What it does is it sshs into your remote serv­er, then it dumps the data­base to /tmp using mysqldump, then it uses scp to copy the data­base dump down, backs up the local data­base to /tmp and final­ly it restores the data­base in the local envi­ron­ment by pip­ing it into mysql. The data­base dumps are all time­stamped as well.

If you’re using mysql 5.6 or lat­er, you’ll note the warn­ing from mysql (this is not an issue if you’re using Mari­aDB):

mysql: [Warning] Using a password on the command line interface can be insecure.

What the craft-scripts is doing isn’t any less secure than if you typed it on the com­mand line your­self; every­thing sent over the wire is always encrypt­ed via ssh. How­ev­er, you can set up login-path to store your cre­den­tials in an encrypt­ed file as per the Pass­word­less authen­ti­ca­tion using mysql_​config_​editor with MySQL 5.6 article.

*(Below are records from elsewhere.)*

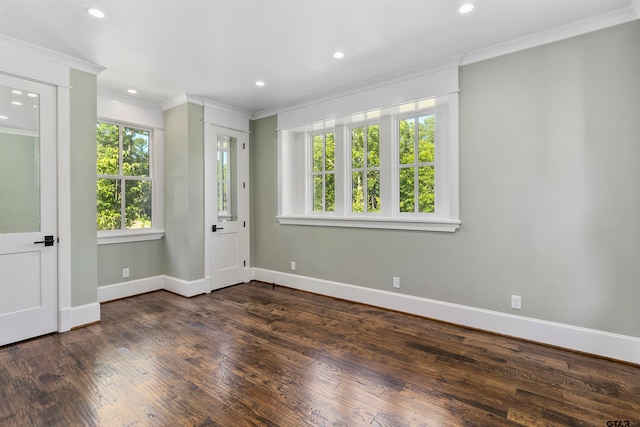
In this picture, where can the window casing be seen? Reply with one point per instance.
(416, 164)
(322, 159)
(125, 185)
(365, 168)
(412, 176)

If you set LOCAL_DB_LOGIN_PATH or REMOTE_DB_LOGIN_PATH it will use --login-path= for your db cre­den­tials on the respec­tive envi­ron­ments instead of send­ing them in via the com­mand line.

For exam­ple, for my local dev setup:

    mysql_config_editor set --login-path=localdev --user=homestead --host=localhost --port=3306 --password

…and then enter the pass­word for that user. And then in the .env.sh I set it to:

    LOCAL_DB_LOGIN_PATH="localdev"

…and it will use my stored, encrypt­ed cre­den­tials instead of pass­ing them in via com­mand line. You can also set this up on your remote serv­er, and then set it via REMOTE_DB_LOGIN_PATH

Link Sync Away!

Note that since the craft-scripts use a .env.sh for all of their con­fig­u­ra­tion, you can use the same scripts to sync from any envi­ron­ment to any environment.

Just set up a .env.sh on local dev, and you can sync to local dev from staging or live pro­duc­tion. Set up a .env.sh on live pro­duc­tion, and you can use these same scripts, the same way, to sync to live pro­duc­tion from staging.

That’s it… now kick back and sync in style.